Outra descoberta interessante foi a interação alimentar indireta entre espécies. O parauacu, com sua mandíbula composta de caninos mais fortes que o macaco-de-cheiro, consegue abrir frutos duros. Essa característica beneficia a nutrição de outros animais, como o macaco-de-cheiro e cutias, que aproveitam para se alimentar dos frutos que caem das árvores durante a alimentação do parauacu.
O estudo de Makiko foi fruto de uma parceria entre o Inpa e a Universidade de Kyoto, com financiamento do Programa de Pós-Graduação em Primatologia e Ciência da Vida Selvagem, Universidade de Kyoto, Japão, e pela Sociedade Japonesa para a Promoção da Ciência (JSPS).
O pesquisador Wilson Spironello, orientador no Inpa por parte do Brasil, diz que a pesquisa ressalta a importância da cooperação internacional no âmbito de novas descobertas. “As colaborações internacionais são muito importantes porque é uma troca mútua de conhecimento e facilita o intercâmbio de alunos de um país para outro”, pontua
Makiko participou inicialmente como estudante do Projeto Museu na Floresta, onde se encantou pela diversidade de primatas da região. “Eu sempre admirei o parauacu por sua beleza e comportamento fascinante. Ele foi o foco ideal para meu estudo acadêmico”, comenta. “Eu só tenho a agradecer aos meus orientadores por seus apoios contínuos e pacientes, ao Projeto Museu na Floresta, ao Inpa e aos tratadores que sempre me auxiliaram e faziam companhia”, agradece.
Além do trabalho científico, Makiko desenvolveu um aplicativo voltado para a educação ambiental, o Projeto Making Biodiversity the Norm. “Quero que as pessoas de Manaus conheçam as vidas maravilhosas que existem aqui e entendam a importância de preservar esses fragmentos florestais. Esse aplicativo é uma maneira de conectar ciência e sociedade”, conclui.

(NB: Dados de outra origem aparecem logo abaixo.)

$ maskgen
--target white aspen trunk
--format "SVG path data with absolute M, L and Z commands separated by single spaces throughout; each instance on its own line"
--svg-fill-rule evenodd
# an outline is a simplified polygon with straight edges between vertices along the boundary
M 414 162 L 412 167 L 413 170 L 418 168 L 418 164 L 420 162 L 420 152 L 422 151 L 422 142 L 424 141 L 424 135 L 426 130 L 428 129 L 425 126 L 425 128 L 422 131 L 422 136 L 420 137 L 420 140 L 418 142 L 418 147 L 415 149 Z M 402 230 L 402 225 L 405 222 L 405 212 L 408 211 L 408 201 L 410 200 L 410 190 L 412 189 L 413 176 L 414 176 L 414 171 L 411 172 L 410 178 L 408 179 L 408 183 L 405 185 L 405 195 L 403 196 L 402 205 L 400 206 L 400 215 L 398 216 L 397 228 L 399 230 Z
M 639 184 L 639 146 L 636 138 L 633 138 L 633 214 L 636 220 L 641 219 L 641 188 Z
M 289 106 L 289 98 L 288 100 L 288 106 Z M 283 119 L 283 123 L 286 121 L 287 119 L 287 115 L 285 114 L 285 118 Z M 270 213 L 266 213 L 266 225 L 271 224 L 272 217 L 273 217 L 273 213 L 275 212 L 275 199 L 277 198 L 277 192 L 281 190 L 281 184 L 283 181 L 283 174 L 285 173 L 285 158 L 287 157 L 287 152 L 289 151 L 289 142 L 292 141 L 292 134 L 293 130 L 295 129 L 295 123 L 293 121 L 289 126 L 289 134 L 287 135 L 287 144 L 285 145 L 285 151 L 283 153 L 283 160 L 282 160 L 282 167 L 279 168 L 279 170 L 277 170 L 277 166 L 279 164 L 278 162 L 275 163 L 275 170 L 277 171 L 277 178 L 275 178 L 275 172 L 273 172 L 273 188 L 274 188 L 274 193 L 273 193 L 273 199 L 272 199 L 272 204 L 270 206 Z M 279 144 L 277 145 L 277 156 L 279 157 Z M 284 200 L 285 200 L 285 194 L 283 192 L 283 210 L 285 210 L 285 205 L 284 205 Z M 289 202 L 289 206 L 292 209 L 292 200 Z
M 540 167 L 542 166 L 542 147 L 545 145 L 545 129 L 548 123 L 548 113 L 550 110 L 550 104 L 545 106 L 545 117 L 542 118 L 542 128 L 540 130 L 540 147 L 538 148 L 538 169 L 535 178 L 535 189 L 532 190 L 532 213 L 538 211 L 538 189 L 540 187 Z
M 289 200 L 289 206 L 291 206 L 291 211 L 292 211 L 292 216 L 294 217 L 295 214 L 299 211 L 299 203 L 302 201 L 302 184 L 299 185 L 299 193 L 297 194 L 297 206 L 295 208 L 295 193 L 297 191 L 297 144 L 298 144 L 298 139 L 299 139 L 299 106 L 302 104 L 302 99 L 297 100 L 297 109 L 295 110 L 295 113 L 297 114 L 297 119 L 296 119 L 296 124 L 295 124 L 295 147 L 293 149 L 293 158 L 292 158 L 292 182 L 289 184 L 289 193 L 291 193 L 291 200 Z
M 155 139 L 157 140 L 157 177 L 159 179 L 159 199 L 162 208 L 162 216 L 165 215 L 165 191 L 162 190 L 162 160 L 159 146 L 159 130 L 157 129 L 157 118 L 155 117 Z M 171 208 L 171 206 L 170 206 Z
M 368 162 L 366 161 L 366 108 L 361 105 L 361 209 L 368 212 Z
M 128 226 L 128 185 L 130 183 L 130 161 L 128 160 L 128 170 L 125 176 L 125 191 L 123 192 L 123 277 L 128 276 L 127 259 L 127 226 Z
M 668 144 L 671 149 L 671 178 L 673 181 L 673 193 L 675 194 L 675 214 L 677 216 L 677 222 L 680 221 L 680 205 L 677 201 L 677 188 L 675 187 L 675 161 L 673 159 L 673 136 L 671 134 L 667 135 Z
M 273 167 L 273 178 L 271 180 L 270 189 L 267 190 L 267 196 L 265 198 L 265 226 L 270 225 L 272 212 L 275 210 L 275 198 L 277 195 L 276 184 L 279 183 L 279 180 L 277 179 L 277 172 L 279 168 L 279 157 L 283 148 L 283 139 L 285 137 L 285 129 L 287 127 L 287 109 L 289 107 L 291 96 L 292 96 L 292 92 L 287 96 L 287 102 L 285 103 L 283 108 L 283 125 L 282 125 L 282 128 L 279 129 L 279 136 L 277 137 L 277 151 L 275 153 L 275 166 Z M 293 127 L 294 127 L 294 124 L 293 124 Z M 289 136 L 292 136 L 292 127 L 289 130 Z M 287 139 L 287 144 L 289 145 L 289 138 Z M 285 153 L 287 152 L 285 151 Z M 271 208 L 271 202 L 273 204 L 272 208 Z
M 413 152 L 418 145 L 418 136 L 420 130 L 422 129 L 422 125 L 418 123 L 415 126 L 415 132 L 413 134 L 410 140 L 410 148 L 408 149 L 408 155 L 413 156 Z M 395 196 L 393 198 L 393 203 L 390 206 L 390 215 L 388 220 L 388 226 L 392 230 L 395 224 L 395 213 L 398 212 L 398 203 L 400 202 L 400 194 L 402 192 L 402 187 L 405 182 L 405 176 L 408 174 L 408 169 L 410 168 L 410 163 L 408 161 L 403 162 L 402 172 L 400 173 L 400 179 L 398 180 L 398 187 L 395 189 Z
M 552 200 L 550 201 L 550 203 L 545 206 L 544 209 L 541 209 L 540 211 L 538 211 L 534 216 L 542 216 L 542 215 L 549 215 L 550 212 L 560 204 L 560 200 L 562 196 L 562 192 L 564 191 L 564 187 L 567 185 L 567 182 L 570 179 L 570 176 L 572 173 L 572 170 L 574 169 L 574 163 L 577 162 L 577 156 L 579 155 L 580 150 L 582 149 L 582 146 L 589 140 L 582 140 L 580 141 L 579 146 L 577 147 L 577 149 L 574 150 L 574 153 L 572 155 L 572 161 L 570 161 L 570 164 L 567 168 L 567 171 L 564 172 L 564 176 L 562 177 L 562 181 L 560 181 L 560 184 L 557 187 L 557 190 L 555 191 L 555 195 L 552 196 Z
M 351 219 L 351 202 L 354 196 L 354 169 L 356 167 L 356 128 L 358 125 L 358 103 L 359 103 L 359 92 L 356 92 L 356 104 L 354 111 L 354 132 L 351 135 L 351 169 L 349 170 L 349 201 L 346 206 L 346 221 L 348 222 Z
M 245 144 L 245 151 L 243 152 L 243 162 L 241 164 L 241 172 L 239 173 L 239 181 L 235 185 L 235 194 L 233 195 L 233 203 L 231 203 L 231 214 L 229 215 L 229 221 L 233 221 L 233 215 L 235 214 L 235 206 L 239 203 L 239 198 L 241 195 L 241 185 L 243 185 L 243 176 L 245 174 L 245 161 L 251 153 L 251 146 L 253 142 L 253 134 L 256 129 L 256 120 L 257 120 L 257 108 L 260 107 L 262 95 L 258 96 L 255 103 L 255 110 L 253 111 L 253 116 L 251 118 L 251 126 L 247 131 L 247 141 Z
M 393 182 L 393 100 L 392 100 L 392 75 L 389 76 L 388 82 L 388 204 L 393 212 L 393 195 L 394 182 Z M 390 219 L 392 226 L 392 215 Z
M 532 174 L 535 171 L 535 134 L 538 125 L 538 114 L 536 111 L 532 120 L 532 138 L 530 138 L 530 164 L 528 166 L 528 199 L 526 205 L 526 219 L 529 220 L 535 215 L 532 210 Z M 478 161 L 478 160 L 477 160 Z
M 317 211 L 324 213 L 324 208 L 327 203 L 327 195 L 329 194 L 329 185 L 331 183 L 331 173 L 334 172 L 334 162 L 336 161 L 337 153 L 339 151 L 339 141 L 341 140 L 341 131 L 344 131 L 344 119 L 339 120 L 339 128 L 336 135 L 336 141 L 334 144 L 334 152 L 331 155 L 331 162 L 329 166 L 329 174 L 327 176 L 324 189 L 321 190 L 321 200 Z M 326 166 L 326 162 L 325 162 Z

Vera Silva, pesquisadora do Inpa e uma das coordenadoras do Projeto Museu na Floresta diz que o projeto foi uma cooperação entre o Brasil e o Japão, com apoio financeiro da Agência de Cooperação Internacional do Japão (JICA) e universidades japonesas, como a Universidade de Kyoto e o Wildlife Research Center (Centro de Estudos de Vida Selvagem do Japão), coordenado pelo professor Shiro Koshima.
“Essa iniciativa foi muito importante porque permitiu várias colaborações, várias trocas de experiência e, principalmente, a formação de recursos humanos, tanto do lado do Brasil como do lado japonês, em técnicas em estudos de biodiversidade e de estudos visando a proteção da Amazônia”, comenta.

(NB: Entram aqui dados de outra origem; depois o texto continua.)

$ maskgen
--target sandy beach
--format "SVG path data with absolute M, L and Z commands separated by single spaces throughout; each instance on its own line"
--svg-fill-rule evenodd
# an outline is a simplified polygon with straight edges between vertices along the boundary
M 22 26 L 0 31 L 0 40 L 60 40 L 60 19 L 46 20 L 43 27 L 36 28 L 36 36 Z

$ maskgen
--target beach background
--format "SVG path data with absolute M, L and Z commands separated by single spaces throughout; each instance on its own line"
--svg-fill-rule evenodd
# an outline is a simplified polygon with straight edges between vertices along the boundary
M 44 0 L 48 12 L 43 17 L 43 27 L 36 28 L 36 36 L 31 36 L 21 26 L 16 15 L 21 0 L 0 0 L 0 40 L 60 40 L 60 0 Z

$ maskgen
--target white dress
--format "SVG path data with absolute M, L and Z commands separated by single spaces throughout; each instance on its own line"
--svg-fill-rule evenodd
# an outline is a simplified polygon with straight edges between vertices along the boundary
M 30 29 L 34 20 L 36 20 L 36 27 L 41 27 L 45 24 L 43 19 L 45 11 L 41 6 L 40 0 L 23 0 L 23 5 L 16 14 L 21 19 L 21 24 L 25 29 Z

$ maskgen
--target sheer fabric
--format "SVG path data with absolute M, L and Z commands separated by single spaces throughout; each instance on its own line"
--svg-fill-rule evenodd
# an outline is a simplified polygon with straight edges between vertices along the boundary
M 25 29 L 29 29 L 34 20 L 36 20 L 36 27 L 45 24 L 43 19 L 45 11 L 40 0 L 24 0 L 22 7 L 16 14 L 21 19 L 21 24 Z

A cooperação permitiu 15 estudantes brasileiros, vinculados aos cursos de pós-graduação do Inpa, terem a experiência de estudar no Japão, uma experiência internacional em áreas de campo de biodiversidade do Japão. Além da oportunidade de conviver com colegas de outras nacionalidades, como da Malásia, da Índia e do próprio Japão.

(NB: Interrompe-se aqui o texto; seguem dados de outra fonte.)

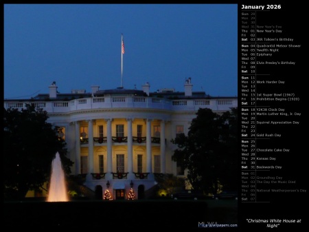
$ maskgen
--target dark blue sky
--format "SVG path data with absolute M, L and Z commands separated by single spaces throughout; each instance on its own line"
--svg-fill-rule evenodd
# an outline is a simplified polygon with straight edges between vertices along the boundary
M 124 88 L 237 96 L 236 4 L 5 4 L 4 98 L 119 87 L 122 33 Z

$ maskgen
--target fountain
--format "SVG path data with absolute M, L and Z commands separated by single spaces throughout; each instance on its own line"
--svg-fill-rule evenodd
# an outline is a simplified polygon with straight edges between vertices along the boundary
M 52 163 L 52 175 L 47 201 L 69 201 L 67 186 L 65 184 L 65 172 L 58 152 L 56 153 L 56 157 Z

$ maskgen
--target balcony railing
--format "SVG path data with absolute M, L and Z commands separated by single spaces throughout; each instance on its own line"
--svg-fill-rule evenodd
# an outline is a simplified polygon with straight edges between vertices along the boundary
M 179 99 L 172 100 L 152 97 L 104 96 L 70 101 L 4 101 L 5 109 L 12 107 L 25 108 L 25 104 L 34 103 L 47 113 L 66 113 L 76 110 L 111 109 L 111 108 L 146 108 L 161 109 L 171 111 L 193 110 L 207 107 L 213 110 L 230 110 L 238 106 L 237 97 L 218 98 L 211 99 Z
M 147 137 L 133 136 L 132 139 L 133 143 L 144 143 L 147 141 Z M 112 136 L 112 141 L 114 143 L 128 143 L 127 136 Z M 98 143 L 106 143 L 107 137 L 93 137 L 93 142 Z M 165 139 L 166 142 L 166 139 Z M 89 143 L 89 138 L 81 138 L 81 144 L 88 144 Z M 151 137 L 152 143 L 161 143 L 161 139 L 158 137 Z

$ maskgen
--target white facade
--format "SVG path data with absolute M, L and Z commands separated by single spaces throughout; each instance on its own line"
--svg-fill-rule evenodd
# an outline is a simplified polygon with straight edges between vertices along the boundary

“Eu acho que esse grupo que veio, japonês para o Brasil, e o grupo que foi do Brasil para o Japão, cria uma ligação que vai permitir futuras colaborações, cooperações e são pessoas que se interagem até hoje e vão se apoiar em diferentes momentos em relação às suas pesquisas e aos estudos da Amazônia”, frisa.
O Museu da Floresta possibilitou a construção de uma base de pesquisa e a renovação de estruturas do Inpa, que não eram reformadas há mais de 40 anos, e viabilizou melhorias na torre da ZF-2, localizada no quilômetro 14. Diversas ações foram realizadas no Bosque, incluindo a reforma da Casa da Ciência, que apresenta o formato atual. “Essas iniciativas foram de grande importância para a instituição, para o Inpa e para a Amazônia, sendo todas elas desenvolvidas e apoiadas por meio do Museu da Floresta”, pontua a pesquisadora.